What’s unfortunate about Rio 2012 is that droughts and food security; flash floods and household destruction; and strong hurricanes and economic loss are on the agenda. Why? Because it indicates that big climate-driven natural hazards already are having a striking impact on all of us, including the corporate world. Corporate, government and community climate action to prevent climate risks are still primary priorities for us all. And today’s climate-related risks means that while international commitments in the area of disaster risk-reduction and resilience building may emerge from Rio+20, the understanding will certainly grow by corporations of the need to reduce their risk and increase their resilience.
Many maintain that the United Nations has little to show for all of its efforts over the last 20 years.

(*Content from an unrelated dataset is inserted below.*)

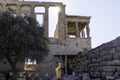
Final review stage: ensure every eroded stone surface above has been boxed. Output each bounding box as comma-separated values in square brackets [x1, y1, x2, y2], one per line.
[75, 37, 120, 79]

But I’m glad it opened the door to other solution providers. With IPCC and UNFPCC intelligence and corporate moxie, perhaps we will mitigate the risk and build the resilience that our future depends upon.
As Mark Way, director of sustainability and political risk management at Swiss Re America Holding Corporation, sees it: “Rio+20 will act as a further reminder, if one is really necessary, of the urgent need for a comprehensive global response to climate change, one which reduces emissions and increases resilience to severe weather.” I’m bullish that his prediction will spark the momentum we need in the corporate sector. How about you?